In a conversation with WFP USA President and CEO Rick Leach, Hadley noted there is a strong link between food insecurity and “the couple dozen” fragile states that are the cause of the bulk of the terrorism, refugees and poverty in the world today.



“If people don’t see a better life they will be susceptible to the siren song of terrorism,” said Hadley, who chairs the U.S. Institute of Peace, a nonpartisan organization set up to promote national security and global stability by reducing violent conflicts abroad.

The United States, he said, does not have “a comprehensive approach” for dealing with the problem of fragile states which have been unable to provide government services and have lost the confidence of their people.



“We can use the military, but we are not so good at coming in behind and helping those states rebuild themselves,” he said.

“We can’t build another nation. The people of that nation have to do it,” Hadley said, but signaled that he believes the United States can be supportive.

If the fragile states are not dealt with “in a systematic way,” he said, the number of displaced people will grow from the current 60 million people to a much larger number, which will “exhaust the spirit of generosity of the people in the world.”

The United States needs to help “clear away the terrorists,” then feed people and then help develop their agriculture, he said.

“We need to think systematically about food, water, energy and the environment,” he added, explaining that he fears experts are divided into “stovepipes.”

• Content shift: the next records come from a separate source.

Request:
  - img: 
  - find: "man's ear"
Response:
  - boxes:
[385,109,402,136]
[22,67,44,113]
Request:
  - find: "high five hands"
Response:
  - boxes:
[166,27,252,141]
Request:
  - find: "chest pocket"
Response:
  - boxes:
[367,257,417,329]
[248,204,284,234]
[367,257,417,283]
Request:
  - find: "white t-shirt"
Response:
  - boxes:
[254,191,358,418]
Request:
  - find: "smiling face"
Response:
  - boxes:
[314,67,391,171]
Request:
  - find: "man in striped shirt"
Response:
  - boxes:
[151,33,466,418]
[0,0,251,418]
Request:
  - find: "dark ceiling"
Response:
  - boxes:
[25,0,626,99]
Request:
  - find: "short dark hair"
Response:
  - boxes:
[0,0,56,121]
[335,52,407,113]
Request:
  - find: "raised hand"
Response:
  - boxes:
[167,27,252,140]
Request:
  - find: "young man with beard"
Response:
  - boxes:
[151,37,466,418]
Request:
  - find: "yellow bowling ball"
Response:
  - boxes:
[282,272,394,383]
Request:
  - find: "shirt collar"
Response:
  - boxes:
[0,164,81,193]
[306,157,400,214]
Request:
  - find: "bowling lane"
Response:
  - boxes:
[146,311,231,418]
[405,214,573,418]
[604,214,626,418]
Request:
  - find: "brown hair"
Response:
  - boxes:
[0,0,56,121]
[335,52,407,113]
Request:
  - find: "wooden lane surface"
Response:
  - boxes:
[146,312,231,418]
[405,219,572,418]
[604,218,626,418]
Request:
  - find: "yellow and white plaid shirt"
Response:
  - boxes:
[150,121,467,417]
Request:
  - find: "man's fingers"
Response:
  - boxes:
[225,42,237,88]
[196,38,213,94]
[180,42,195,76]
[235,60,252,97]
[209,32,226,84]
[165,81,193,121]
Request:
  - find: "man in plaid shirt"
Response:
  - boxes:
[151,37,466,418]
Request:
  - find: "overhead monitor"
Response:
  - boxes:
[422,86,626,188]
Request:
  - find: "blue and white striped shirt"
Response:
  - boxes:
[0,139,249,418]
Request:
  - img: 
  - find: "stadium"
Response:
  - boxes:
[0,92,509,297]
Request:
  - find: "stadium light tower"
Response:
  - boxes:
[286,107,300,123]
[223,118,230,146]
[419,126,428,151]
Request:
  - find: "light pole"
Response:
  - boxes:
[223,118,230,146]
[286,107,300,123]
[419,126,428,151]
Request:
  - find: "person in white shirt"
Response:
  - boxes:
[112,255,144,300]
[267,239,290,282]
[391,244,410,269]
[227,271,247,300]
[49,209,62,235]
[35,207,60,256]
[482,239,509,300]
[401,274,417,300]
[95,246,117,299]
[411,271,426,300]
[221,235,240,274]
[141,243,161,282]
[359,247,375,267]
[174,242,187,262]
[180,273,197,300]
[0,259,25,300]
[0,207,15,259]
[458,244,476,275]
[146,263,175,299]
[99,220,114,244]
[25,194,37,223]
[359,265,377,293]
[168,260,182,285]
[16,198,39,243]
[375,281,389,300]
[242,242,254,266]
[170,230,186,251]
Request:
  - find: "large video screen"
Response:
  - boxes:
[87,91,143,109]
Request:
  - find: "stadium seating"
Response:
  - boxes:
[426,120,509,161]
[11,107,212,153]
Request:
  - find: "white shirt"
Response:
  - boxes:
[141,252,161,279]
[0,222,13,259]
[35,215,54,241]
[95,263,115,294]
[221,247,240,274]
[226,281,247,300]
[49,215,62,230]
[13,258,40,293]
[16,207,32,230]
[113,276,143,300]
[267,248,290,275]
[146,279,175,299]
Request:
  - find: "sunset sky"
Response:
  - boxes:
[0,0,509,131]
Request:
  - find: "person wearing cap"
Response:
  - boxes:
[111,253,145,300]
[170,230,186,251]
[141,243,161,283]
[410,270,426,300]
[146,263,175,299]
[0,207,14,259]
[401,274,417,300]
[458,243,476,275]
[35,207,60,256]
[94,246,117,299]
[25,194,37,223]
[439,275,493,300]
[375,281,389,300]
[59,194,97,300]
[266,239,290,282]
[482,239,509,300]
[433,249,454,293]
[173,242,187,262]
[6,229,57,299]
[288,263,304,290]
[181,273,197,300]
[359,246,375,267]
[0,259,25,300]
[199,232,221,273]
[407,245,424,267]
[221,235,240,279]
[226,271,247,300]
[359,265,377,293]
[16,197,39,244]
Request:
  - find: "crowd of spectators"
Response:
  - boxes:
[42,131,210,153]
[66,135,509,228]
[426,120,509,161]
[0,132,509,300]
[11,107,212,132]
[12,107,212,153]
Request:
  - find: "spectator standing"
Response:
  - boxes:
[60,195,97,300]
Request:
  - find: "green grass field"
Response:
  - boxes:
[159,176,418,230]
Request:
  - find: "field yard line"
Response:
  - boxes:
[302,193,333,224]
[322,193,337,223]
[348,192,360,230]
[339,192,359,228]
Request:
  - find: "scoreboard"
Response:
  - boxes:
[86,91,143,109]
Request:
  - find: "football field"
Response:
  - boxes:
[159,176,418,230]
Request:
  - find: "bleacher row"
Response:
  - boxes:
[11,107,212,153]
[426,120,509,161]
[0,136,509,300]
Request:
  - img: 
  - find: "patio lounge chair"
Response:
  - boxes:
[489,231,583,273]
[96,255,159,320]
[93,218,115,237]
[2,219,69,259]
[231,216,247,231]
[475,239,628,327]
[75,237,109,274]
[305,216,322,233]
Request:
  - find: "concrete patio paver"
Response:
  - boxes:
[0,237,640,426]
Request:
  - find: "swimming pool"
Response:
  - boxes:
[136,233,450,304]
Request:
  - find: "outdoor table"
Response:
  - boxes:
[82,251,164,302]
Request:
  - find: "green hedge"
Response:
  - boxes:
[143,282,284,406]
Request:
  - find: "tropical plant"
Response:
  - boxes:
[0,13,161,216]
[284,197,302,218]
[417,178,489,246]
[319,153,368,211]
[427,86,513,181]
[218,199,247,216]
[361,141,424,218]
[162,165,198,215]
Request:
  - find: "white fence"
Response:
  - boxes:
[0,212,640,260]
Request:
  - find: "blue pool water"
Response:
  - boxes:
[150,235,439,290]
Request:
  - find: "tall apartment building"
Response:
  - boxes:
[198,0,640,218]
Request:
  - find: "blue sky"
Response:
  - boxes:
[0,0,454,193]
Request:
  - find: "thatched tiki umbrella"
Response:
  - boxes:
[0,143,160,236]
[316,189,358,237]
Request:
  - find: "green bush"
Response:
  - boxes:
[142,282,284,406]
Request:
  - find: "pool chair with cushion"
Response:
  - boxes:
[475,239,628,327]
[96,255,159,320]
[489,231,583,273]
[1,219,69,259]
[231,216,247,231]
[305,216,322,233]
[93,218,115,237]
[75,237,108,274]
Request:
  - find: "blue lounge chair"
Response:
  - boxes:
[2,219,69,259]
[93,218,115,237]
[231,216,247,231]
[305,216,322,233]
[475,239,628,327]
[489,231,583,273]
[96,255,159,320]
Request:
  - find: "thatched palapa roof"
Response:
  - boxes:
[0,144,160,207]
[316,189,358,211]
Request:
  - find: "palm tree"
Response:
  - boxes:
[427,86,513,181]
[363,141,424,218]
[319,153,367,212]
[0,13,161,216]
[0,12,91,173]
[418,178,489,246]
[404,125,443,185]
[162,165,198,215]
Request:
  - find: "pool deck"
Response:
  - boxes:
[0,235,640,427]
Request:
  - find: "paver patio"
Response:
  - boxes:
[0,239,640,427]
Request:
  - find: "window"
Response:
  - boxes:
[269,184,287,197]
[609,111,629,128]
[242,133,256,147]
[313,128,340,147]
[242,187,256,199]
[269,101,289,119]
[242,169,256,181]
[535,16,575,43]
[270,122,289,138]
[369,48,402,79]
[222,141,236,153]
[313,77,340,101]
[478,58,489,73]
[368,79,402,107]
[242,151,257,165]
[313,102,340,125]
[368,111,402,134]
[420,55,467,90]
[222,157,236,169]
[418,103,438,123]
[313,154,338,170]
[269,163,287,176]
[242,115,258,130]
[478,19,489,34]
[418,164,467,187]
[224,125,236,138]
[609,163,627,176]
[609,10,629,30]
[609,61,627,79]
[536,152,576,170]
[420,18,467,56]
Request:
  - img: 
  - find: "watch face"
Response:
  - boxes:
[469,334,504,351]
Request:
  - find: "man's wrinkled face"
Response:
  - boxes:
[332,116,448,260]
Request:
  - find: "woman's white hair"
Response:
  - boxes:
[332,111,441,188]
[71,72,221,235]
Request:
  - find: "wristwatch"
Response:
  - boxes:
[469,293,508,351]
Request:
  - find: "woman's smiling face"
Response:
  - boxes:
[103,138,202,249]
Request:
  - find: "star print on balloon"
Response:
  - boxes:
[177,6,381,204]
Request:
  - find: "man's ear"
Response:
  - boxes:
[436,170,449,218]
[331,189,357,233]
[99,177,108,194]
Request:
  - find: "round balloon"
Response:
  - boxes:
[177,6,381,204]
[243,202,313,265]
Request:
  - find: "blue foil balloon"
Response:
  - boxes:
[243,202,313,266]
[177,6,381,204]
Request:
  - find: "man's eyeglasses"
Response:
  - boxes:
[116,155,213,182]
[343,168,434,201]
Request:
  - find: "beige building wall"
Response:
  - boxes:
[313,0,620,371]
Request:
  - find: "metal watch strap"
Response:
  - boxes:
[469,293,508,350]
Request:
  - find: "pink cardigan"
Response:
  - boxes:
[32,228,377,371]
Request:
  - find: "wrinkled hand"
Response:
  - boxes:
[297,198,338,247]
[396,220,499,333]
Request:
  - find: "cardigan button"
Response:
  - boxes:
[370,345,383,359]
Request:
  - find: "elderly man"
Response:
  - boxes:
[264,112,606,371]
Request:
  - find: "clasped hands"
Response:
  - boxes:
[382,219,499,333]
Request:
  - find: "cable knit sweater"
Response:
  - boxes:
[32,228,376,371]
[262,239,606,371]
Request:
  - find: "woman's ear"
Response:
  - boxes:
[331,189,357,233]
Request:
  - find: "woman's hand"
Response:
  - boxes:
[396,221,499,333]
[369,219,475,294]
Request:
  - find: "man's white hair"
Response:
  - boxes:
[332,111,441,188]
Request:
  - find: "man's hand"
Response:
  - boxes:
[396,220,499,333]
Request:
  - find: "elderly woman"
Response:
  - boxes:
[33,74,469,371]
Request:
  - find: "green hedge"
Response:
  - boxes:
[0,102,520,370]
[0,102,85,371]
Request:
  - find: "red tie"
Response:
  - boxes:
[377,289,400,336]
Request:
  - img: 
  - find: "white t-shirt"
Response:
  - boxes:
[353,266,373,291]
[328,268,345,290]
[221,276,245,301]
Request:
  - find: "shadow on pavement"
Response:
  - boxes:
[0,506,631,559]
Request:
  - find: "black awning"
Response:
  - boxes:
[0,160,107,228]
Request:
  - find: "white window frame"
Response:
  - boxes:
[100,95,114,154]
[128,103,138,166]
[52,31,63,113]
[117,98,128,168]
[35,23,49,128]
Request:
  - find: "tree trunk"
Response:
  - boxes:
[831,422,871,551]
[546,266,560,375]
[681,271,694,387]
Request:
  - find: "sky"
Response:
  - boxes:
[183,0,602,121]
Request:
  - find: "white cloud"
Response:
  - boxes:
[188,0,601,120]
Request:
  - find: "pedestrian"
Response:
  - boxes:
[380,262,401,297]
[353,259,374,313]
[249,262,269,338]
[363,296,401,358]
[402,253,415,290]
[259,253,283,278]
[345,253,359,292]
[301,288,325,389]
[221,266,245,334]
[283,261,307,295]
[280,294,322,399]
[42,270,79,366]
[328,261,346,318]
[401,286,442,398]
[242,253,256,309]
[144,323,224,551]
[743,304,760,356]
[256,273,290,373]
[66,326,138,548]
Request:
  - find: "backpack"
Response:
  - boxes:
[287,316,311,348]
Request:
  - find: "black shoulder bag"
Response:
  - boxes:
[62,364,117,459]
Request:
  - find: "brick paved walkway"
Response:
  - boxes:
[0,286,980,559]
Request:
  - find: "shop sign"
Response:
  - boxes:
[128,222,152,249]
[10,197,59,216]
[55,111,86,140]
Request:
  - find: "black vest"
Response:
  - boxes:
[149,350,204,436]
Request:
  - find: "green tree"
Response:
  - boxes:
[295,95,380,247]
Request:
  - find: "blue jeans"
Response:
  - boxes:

The problem is so big and so important, Hadley said, it needs a “whole of society” approach that includes nongovernmental organizations, universities and business as well as government to succeed. He did not say how such an effort would be organized.

Asked by former Agriculture Secretary Dan Glickman how he views the Trump administration, Hadley noted he was not part of the Trump campaign or the transition, and has never met President Donald Trump.

“This is an administration like we have never seen before,” Hadley said. There have been political insurgencies and populists in the past, he added, “but they have never captured the White House.”

The Trump insurgency, he noted, has brought into the government people who don’t like government, and the transition from campaigning to governing has been unusually long.

“This tumult, this disruption is what Donald trump is and that is the new normal,” Hadley said. “There are lot of challenges (with) a president who likes being a disrupter. He is a tough president to serve.”

Hadley also said it is hard to figure what is going on inside the State Department. Secretary of State Rex Tillerson believes he is doing the right thing in reorganizing the department, Hadley said, but ”we are going to lose a lot of good people in the process.”

It has been very hard to fill positions in this administration because so many foreign policy experts signed “Never Trump” letters, he said.

Trump, he noted, did not have a lot of background in foreign policy. In office, he said, the president has relied on the instincts that got him elected, but he has run up against “the realities” of Congress, his own advisers and world events.

Asked by a young member of the audience if the internet and new forms of business and communications can succeed where institutions have failed, Hadley said he encourages all kinds of innovation, but “be careful of a society without institutions. Be careful about getting rid of these institutions.”

Trump was used to being able to run a company when he bought it and thought he could run the country that way, Hadley said, but is finding that other institutions including the states, U.S. companies and the courts are challenging him on issues such as a climate change.

“It is a test of our institutions,” Hadley said.